Ikan Sapu-sapu Merusak Ekosistem Perairan
Bukan hanya soal konsumsi, keberadaan ikan sapu-sapu dalam jumlah besar juga dapat merusak ekosistem perairan. Ikan ini hidup di dasar sungai alias waduk dan suka membikin lubang di tepian sungai untuk tempat tinggal serta berkembang biak.
“Itu jika ikan sapu-sapunya dalam jumlah banyak bisa menyebabkan erosi di pinggiran sungai, dan itu secara tidak langsung bakal merusak kediaman alami dari organisme nan lain,” bebernya.
Selain itu, ikan sapu-sapu juga bersaing dengan ikan lokal dalam memperebutkan makanan alami seperti alga. Dalam kondisi perairan nan sudah tercemar, kesiapan makanan pun semakin terbatas sehingga kejuaraan menjadi semakin berat bagi ikan lokal.
Dampak lainnya, populasi ikan sapu-sapu nan terlalu banyak juga dapat menurunkan kualitas air. Limbah organik dari ikan ini dapat meningkatkan akibat eutrofikasi alias ledakan alga, nan pada akhirnya mengurangi kadar oksigen terlarut di dalam air dan memperburuk kondisi ekosistem perairan.
“Dalam siklus alami di kediaman asalnya di Amazon, ikan sapu-sapu tetap mempunyai predator alami dalam rantai makanan.
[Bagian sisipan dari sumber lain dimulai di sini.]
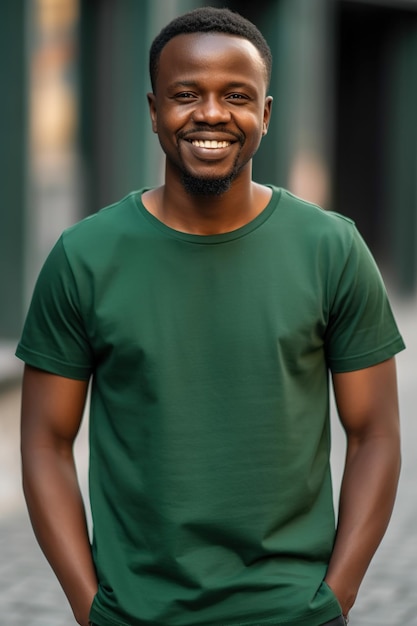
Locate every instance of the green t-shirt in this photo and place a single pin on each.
(210, 482)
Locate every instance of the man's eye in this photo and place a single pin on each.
(237, 96)
(185, 95)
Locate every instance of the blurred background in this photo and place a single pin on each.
(75, 136)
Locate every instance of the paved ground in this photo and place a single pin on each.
(30, 596)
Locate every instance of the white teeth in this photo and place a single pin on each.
(210, 143)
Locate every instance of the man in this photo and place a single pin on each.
(208, 313)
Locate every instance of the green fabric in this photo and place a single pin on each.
(209, 472)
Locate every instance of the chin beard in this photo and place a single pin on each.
(198, 186)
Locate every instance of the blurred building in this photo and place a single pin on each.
(76, 134)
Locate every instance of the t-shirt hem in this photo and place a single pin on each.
(368, 359)
(52, 365)
(324, 614)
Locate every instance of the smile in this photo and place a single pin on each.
(210, 144)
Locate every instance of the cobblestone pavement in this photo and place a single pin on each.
(30, 595)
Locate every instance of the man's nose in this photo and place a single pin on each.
(211, 110)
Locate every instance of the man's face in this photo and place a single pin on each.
(209, 108)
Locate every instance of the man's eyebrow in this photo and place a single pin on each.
(194, 83)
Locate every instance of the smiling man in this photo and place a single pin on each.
(208, 314)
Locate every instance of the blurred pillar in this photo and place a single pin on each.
(304, 65)
(12, 166)
(119, 149)
(401, 162)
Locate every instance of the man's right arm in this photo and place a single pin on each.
(52, 409)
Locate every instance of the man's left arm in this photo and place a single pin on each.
(367, 403)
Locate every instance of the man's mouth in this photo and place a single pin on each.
(210, 143)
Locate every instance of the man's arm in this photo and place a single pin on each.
(367, 403)
(52, 408)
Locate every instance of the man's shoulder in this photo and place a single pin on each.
(309, 220)
(109, 224)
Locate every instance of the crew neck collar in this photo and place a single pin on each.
(211, 239)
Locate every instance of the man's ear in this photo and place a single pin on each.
(152, 111)
(267, 114)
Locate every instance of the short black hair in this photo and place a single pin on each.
(209, 20)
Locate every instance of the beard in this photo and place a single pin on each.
(200, 186)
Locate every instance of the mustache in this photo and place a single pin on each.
(215, 130)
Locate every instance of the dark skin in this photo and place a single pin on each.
(209, 87)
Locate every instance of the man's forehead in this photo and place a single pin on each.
(189, 48)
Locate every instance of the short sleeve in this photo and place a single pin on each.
(362, 330)
(54, 337)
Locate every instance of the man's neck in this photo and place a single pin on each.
(209, 214)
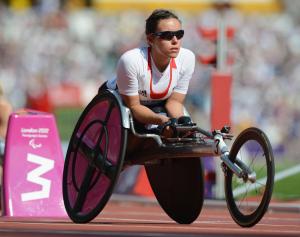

Namun, di perairan Indonesia kondisinya berbeda. Ikan sapu-sapu nyaris tidak mempunyai predator alami,” jelas Gama.
Oleh lantaran itu, meskipun di negara lain ikan sapu-sapu bisa dikonsumsi, kondisi di Indonesia sangat berbeda. Lingkungan perairan nan tercemar, rendahnya nilai gizi, serta dampaknya terhadap ekosistem membikin ikan ini lebih tepat dikendalikan populasinya daripada dijadikan bahan pangan.